Participants were engaged and probing. Their questions drew out Dr. Gulnara’s reflections on UNFPA’s presence and work in Balochistan, on gender inequality as a structural rather than individual problem, and on the complex process of advocating for and institutionalising family planning frameworks in a context as layered as Pakistan’s.

The session closed with the cohort exchanging thoughts with representatives from across the UN agencies in the room, a rare opportunity to speak candidly with the people who translate global mandates into ground-level action in Pakistan.

Interlude — DIG Head Office: A Chance to Reflect

The cohort gathered at the Diplomatic Insight Group’s head office in Islamabad. Here, the participants found the space to pause, to look back, and to speak honestly about what the past three days had meant to them.

In open conversations, the participants reflected on the experiences, the ideas that had surprised them, and the questions that the program had left with them.

The meeting with DIG staff gave participants context for the institution that had made the program possible. It was also an invitation to see themselves as part of something ongoing: a community of future leaders that Diplomatic Insight Group has been building since its inception.

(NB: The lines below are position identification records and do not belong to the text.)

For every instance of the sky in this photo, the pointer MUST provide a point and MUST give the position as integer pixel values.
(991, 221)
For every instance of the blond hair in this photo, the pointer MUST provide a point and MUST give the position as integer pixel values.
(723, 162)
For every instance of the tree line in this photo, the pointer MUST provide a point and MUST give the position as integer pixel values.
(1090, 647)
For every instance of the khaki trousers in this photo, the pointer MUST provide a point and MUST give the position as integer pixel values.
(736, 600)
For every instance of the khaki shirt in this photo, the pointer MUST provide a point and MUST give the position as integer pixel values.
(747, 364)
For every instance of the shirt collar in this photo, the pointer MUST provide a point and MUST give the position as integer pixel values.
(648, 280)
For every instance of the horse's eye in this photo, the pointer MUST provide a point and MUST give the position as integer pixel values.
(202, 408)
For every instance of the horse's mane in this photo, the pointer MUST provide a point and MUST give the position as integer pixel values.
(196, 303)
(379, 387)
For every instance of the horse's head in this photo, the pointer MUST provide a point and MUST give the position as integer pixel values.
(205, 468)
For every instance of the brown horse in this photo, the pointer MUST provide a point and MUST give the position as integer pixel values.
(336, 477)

They discussed what they hoped to carry forward in their careers, in their communities, and in the way they understood Pakistan’s place in the world. Along with the lessons, they appreciated the relationships and connections they’d built with the diplomatic community and with one another.

UK High Commission: People-to-People First, and Always

The 7th IYDS concluded at the residence of the Acting British High Commissioner, Matt Cannell.

Participants were welcomed by Cannell alongside two colleagues who would each contribute a distinct dimension to the conversation: Nicole Roberts, Political Counsellor at the High Commission, and Meran Anna Lingam, an economist working in the mission’s economic section.

Cannell himself brought twenty years in foreign service, with postings spanning Afghanistan, Bangladesh, South Sudan, Ethiopia, and New York.

The foundation of the UK-Pakistan relationship, he said, is people-to-people contact — and that foundation is deep. The consular and visa services at the High Commission are among the busiest in the mission; a practical indicator of just how much movement exists between the two countries.

The conversation then widened to a more candid, informal exchange. For participants considering careers in diplomacy, policy, or international affairs, it was exactly the kind of insight the IYDS was designed to deliver.

The session ended on a personal and warm note. Each participant was invited to share one place in Pakistan they would recommend to the British delegation.

Reflections

The 7th International Young Diplomats School formally concluded on May 14, 2026, having taken a diverse cohort of students and mid-career professionals from across Pakistan through various diplomatic engagements in three days.

Across every visit, a common thread ran through each conversation: that diplomacy is not a rarefied profession practiced only by those born into it, but an accessible, learnable, and deeply human craft.

That is the argument that IYDS makes through its unique model of direct exposure and participation in public diplomacy.